Counting number of two pair hands in poker (not standard)

Question

I was doing number counting problem and wanted to check if my result was correct.

Problem description:

From a standard deck of cards(52 cards, 4 suits, 13 numbers in each suit) there are 5 cards drawn. Calculate number of hands where there are atleast two cards with the same number and atleast two cards with different number. The fifth card can be anything, even same as one of the pair numbers.

For example these two would be valid hands:

5$\heartsuit$ 5$\clubsuit$ 9$\spadesuit$ 9$\diamondsuit$ 2$\heartsuit$,

J$\heartsuit$ J$\clubsuit$ 4$\spadesuit$ 4$\diamondsuit$ 4$\heartsuit$

My attempt at solving this:

First I choose two cards with the same number from two different suits.

$\dbinom{13}{1} * \dbinom{4}{2}$

Then I choose two cards with the same number but not the one from the first two and two different suits.

$\dbinom{12}{1} * \dbinom{4}{2}$

Finally I choose the last card which can be anything.

$\dbinom{13}{1} * \dbinom{4}{1}$

So the total number of hands would be: $\dbinom{13}{1} * \dbinom{4}{2} * \dbinom{12}{1} * \dbinom{4}{2} * \dbinom{13}{1} * \dbinom{4}{1}$

Is this correct?

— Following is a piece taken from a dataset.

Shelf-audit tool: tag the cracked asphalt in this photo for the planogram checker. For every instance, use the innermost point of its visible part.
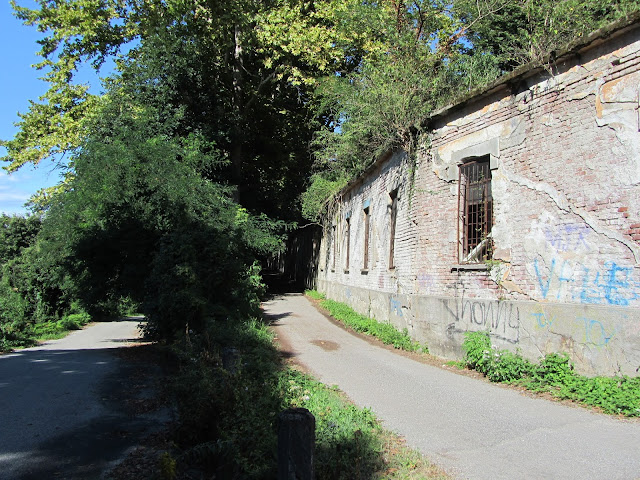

If not then could you correct the part where I am wrong?

Thanks!

Answer 1

From the comments, it seems that you are allowing only hands of the $3$-$2$ type, commonly called Full House, and hands of the $2$-$2$-$1$ type, commonly called Two Pairs.

Full House: The kind we have $3$ of can be chosen in $\binom{13}{1}$ ways. For each such way, the actual $3$ cards can be chosen in $\binom{4}{3}$ ways. for every way of doing these things, there are $\binom{12}{1}$ ways of choosing the kind we have $2$ of, and then $\binom{4}{2}$ ways to choose the $2$ cards, for a total of $\binom{13}{1}\binom{4}{3}\binom{12}{1}\binom{4}{2}$.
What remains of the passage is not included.